The Public Accounts Committee (PAC) criticised "disappointing" progress on confiscation orders today, before adjourning a meeting early after a Home Office representative did not appear ready to discuss previously agreed points.

The PAC took evidence from Mark Sedwill, permanent secretary at the Home Office, Mick Creedon, chief constable of Derbyshire Police and national lead officer for Serious and Organised Crime, and Alison Saunders, director of public prosecutions at the Crown Prosecution Service, on a recent report by the National Audit Office (NAO) on confiscation orders.

Last month, the NAO issued a progress review on confiscation orders, examining six recommendations the PAC had identified in a 2013 report and concluding that just one of the PAC's suggestions – that sanctions for non-payment should be strengthen – had been fully addressed.
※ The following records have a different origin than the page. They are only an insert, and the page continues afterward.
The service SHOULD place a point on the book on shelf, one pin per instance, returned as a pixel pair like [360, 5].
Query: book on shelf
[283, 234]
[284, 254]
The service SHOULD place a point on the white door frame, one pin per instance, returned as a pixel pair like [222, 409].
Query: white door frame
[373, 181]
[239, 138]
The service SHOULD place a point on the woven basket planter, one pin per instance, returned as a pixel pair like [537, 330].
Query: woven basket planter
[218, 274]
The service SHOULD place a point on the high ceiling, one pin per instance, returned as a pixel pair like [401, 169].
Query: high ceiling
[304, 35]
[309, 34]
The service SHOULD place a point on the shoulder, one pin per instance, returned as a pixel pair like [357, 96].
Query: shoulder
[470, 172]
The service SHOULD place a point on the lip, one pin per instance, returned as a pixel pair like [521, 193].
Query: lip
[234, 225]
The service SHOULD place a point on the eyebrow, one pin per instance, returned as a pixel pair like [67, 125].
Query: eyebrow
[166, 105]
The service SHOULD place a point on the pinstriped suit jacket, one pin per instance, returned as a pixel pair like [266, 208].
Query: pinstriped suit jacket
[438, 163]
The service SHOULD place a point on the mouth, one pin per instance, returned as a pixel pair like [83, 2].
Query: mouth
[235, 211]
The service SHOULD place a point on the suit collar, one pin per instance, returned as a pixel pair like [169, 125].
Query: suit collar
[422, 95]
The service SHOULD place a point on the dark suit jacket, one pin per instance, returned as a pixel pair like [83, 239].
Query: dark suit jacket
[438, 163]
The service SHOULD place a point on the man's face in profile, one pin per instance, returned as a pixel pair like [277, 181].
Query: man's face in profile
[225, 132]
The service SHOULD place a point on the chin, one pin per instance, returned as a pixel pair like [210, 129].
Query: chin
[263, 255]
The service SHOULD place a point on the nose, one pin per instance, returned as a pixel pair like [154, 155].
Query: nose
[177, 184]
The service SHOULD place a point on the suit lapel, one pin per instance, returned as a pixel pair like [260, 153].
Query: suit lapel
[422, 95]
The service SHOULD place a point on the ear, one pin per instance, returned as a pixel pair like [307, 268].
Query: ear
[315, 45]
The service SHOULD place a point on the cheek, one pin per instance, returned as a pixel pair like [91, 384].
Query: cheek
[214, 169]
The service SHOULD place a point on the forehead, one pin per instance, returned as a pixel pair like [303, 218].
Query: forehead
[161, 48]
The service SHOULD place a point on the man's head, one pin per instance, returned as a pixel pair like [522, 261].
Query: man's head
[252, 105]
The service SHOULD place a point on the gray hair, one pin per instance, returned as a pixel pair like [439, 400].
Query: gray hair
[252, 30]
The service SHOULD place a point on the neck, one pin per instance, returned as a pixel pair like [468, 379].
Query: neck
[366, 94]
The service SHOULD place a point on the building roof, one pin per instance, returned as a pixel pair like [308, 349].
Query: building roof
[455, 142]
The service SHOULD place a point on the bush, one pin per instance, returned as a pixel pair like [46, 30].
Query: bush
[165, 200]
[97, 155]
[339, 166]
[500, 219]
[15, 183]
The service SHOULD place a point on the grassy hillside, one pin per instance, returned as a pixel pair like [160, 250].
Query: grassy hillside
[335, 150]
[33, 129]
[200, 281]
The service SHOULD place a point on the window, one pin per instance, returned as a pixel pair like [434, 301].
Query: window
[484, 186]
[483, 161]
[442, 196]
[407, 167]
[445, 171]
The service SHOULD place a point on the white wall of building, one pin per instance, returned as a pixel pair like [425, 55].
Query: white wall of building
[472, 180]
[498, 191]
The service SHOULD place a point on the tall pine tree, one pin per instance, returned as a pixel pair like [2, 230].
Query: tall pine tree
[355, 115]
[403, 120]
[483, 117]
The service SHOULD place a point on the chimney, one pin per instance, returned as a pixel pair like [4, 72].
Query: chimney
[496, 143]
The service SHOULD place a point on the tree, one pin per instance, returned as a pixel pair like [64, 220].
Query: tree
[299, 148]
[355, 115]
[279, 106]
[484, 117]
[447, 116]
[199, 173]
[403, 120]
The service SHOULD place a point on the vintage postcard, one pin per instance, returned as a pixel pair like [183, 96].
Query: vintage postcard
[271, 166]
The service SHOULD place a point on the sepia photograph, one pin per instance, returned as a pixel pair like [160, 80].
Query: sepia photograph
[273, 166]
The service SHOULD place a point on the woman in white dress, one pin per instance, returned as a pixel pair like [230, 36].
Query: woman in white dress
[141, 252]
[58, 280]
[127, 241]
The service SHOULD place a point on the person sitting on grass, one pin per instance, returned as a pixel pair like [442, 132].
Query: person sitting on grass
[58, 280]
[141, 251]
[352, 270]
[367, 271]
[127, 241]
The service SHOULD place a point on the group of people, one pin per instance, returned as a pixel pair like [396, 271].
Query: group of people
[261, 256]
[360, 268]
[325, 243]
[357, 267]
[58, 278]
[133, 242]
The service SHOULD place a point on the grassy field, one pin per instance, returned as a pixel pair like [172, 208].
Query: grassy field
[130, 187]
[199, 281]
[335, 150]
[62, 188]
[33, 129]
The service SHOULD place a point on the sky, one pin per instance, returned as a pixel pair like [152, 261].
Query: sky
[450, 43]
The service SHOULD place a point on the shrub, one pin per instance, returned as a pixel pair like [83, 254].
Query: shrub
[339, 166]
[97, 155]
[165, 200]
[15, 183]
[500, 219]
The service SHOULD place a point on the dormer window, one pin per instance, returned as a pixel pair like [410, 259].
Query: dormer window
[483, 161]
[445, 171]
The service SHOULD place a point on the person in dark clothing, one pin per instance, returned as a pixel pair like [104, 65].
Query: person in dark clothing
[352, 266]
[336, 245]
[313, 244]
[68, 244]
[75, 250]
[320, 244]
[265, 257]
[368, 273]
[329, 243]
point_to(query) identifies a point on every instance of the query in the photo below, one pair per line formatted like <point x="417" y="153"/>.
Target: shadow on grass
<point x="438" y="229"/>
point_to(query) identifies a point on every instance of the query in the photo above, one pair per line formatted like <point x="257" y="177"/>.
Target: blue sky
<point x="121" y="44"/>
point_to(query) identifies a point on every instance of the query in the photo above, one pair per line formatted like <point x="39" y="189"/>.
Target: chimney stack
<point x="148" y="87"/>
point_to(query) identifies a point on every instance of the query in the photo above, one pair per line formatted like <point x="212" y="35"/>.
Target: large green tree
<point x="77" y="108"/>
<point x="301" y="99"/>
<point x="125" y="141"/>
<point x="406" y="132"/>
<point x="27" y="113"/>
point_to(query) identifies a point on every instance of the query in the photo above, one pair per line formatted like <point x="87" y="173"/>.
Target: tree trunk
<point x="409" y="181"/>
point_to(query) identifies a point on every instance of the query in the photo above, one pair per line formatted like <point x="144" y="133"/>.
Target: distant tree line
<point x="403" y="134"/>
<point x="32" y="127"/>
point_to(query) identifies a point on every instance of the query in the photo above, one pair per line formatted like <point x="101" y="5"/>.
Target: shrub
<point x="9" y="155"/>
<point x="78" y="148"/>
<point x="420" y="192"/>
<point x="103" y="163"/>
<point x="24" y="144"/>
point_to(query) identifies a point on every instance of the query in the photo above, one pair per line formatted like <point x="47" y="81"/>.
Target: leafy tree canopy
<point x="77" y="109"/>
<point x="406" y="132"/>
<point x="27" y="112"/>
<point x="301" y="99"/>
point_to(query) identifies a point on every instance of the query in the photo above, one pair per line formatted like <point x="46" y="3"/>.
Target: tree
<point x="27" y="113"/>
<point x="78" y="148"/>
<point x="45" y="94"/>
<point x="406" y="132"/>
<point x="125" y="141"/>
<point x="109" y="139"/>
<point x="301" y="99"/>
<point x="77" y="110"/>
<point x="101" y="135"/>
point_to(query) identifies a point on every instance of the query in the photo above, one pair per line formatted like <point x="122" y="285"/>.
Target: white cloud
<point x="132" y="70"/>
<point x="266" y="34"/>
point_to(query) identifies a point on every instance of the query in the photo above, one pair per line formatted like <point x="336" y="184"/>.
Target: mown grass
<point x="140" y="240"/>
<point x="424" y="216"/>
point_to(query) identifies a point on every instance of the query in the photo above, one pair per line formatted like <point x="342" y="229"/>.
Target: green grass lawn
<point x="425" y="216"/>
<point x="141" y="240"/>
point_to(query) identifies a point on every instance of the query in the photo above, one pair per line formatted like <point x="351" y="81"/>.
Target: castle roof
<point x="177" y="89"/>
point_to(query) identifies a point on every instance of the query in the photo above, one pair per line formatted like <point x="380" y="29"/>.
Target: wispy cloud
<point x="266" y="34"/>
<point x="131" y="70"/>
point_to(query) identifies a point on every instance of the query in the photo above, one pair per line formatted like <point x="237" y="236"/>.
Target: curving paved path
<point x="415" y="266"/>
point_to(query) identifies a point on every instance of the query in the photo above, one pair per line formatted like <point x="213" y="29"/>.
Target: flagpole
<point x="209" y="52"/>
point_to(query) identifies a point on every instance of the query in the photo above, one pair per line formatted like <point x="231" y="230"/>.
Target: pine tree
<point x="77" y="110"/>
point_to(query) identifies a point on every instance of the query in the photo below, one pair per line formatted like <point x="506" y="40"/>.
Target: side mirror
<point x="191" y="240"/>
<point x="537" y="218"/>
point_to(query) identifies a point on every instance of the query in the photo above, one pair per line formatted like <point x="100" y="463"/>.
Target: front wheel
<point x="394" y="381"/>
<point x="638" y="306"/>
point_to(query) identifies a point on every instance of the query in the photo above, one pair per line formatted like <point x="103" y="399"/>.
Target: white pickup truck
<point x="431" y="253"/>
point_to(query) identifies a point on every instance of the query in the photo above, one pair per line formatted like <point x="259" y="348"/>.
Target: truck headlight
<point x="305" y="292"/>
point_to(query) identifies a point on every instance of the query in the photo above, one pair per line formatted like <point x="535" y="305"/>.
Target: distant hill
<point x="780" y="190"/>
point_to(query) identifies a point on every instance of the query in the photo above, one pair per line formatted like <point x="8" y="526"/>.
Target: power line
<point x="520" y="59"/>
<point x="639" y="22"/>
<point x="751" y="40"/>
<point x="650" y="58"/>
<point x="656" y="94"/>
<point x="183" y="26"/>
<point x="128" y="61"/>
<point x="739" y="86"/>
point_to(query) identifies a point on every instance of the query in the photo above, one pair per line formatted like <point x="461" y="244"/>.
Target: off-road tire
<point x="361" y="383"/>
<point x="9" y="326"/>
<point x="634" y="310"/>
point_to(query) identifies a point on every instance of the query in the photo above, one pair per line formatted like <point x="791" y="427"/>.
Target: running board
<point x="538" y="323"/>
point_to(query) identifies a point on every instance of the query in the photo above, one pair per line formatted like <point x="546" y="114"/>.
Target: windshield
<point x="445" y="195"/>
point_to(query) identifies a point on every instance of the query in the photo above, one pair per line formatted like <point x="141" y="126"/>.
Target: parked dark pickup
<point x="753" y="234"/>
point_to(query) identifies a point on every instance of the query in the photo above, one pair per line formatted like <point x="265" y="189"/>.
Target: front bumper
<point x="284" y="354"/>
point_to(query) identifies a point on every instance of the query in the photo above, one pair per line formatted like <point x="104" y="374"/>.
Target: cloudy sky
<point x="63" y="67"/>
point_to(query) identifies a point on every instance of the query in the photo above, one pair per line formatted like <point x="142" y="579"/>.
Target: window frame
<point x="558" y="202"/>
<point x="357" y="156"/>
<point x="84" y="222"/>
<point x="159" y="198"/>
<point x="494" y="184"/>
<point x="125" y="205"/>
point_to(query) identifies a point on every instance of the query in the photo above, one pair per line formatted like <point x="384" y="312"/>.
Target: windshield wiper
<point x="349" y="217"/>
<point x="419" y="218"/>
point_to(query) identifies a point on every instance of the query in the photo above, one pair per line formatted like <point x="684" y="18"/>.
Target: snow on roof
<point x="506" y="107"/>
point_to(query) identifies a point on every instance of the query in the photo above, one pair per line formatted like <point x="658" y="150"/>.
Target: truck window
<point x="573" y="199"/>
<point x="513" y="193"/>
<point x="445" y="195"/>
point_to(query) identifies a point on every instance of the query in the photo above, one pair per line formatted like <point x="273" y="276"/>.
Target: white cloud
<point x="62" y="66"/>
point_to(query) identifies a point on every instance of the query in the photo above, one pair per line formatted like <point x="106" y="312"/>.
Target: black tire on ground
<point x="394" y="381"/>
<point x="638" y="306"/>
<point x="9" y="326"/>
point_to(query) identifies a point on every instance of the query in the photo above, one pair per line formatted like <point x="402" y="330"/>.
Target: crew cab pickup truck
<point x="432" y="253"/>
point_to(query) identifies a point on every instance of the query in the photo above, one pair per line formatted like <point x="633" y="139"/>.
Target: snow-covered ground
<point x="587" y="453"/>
Sedwill argued that the progress made on the orders had not been properly reflected in the NAO report and contested that he no longer viewed some of the previously agreed recommendations as needing to be carried out in full.

Calling the hearing a "farce", Meg Hillier, chair of the PAC, brought the meeting to a halt after roughly 40 minutes, telling Sedwill it was unacceptable "to agree [the recommendations] and then come back with [a] confused message".

Adding that an adjournment was something she "never wanted to do in this Committee", Hillier remarked: "This is a hugely important issue. This is getting criminal assets back to the taxpayer."

Sedwill has been asked to write to PAC clearly laying out the points in the NAO report he contends by the end of the week, so that the meeting can be recalled within the next 10 days.

Confiscation orders are designed to deprive convicted criminals of the proceeds of their crimes. The NAO report found that, since 2014, criminal justice agencies had increased the amount they had collected under confiscation orders by 16 per cent but the number of orders imposed had dropped by seven per cent.

Last month, former UBS and Citigroup trader Tom Hayes, who was convicted of offences related to Libor-rigging last year, was hit with a confiscation order for £878,806.